The report showed that load shedding was eminently solvable and would have been virtually eliminated in 2021, had there been more renewables on the system.

“If we had 5GW of additional renewable energy on the grid in 2021 (the worst year for load shedding on the record), this would have essentially solved load shedding, while enabling better use of our existing pumped storage and diesel-fired OCGT assets (Eskom's most important weapons to plug demand and supply gaps),” the Meridian team said.

The report was sent to key stakeholders in the Department of Mineral Resources and Energy (DMRE), National Treasury, the Presidency, Eskom, Cosatu, the Presidential Climate Commission, and Nersa, among others, for their consideration – it was also widely disseminated through public communication channels.

“Implementing the Risk-Adjusted Resource Plan will require key interventions by many of the key stakeholders above.
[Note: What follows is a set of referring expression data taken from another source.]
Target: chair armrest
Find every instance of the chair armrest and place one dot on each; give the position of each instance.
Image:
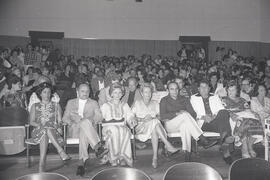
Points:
(99, 128)
(27, 127)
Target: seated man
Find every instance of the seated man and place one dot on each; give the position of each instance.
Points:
(214, 117)
(104, 95)
(132, 94)
(176, 111)
(82, 114)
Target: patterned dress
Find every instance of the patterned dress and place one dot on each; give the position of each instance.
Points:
(247, 123)
(141, 110)
(17, 99)
(46, 117)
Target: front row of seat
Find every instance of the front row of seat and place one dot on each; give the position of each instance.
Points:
(248, 169)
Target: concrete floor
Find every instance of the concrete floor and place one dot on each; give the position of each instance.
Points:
(12, 167)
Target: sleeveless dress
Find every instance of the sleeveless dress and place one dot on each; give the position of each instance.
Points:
(117, 136)
(46, 118)
(248, 124)
(144, 129)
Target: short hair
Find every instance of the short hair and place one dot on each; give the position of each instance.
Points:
(172, 82)
(37, 70)
(12, 79)
(83, 83)
(204, 81)
(232, 83)
(79, 82)
(44, 78)
(213, 74)
(43, 86)
(146, 85)
(256, 89)
(132, 78)
(114, 86)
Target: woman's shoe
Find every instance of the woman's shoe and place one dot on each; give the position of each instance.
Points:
(41, 168)
(154, 163)
(80, 171)
(123, 163)
(246, 156)
(252, 153)
(173, 150)
(228, 160)
(64, 156)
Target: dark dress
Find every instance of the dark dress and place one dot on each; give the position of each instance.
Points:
(245, 127)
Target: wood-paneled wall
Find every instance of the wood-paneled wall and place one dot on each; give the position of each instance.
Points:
(86, 47)
(12, 41)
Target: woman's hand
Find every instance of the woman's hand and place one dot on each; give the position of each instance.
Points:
(133, 122)
(148, 117)
(180, 112)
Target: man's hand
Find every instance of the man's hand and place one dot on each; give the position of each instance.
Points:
(234, 116)
(180, 112)
(148, 117)
(133, 122)
(207, 118)
(75, 116)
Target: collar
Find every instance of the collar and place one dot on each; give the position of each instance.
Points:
(199, 95)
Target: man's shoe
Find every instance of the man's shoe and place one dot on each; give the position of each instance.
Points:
(101, 152)
(206, 143)
(80, 171)
(140, 145)
(187, 156)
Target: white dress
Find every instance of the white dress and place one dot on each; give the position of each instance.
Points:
(117, 136)
(141, 110)
(263, 111)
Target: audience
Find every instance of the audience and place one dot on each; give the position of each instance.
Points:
(117, 136)
(196, 87)
(149, 126)
(46, 116)
(248, 126)
(82, 114)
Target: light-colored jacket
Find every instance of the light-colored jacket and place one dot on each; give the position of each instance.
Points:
(91, 112)
(215, 103)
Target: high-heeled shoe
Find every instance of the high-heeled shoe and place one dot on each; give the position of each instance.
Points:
(252, 153)
(64, 156)
(172, 151)
(41, 168)
(154, 163)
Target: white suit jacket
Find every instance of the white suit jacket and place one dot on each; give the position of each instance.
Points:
(198, 105)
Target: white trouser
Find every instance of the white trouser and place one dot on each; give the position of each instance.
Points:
(187, 126)
(88, 136)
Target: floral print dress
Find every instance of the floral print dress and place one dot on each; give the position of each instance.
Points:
(46, 117)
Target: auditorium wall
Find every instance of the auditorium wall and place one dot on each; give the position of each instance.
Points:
(223, 20)
(85, 47)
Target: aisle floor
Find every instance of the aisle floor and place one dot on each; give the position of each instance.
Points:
(13, 167)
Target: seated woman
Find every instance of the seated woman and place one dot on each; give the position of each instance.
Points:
(45, 116)
(13, 96)
(147, 113)
(34, 98)
(183, 91)
(117, 136)
(248, 126)
(260, 104)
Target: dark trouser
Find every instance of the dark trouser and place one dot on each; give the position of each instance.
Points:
(220, 124)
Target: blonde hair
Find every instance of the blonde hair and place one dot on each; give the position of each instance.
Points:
(114, 86)
(146, 85)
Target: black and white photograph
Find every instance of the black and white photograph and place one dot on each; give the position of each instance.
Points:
(134, 89)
We recommend that a dedicated well-resourced power crisis implementation unit be established inside the Presidency to drive and monitor the implementation of the ‘game plan’ laid out,” the team said.

The team said there were practical pathways to contain and resolve load shedding, while also kick-starting the country’s green industrialisation and decarbonisation ambitions.

Greenpeace Africa Climate and Energy campaigner Thandile Chinyavanhu said the report affirmed the calls for a just transition and decarbonisation of the energy system – especially as renewable energy was now the cheapest energy generation source, and its quick uptake could solve the energy crisis.

Research fellow in the UCT Global Risk Governance programme and energy expert Hilton Trollip said state capture at Eskom derailed the successful Renewable Energy IPP Programme and did damage in many dimensions at Eskom.

An eager political will to fix the energy crisis was a major component of the report and was critical for Meridian’s game plan to end load shedding.

Trollip said if the DMRE was not held to account to meet its legislative obligations, the possible Stage 6 or Stage 7 load shedding, mentioned in the report, could become a very real prospect.

However, Eskom said addressing the unreliability and unpredictability of its generation fleet (which were two of the primary reasons behind load shedding) could not be done in a short time frame.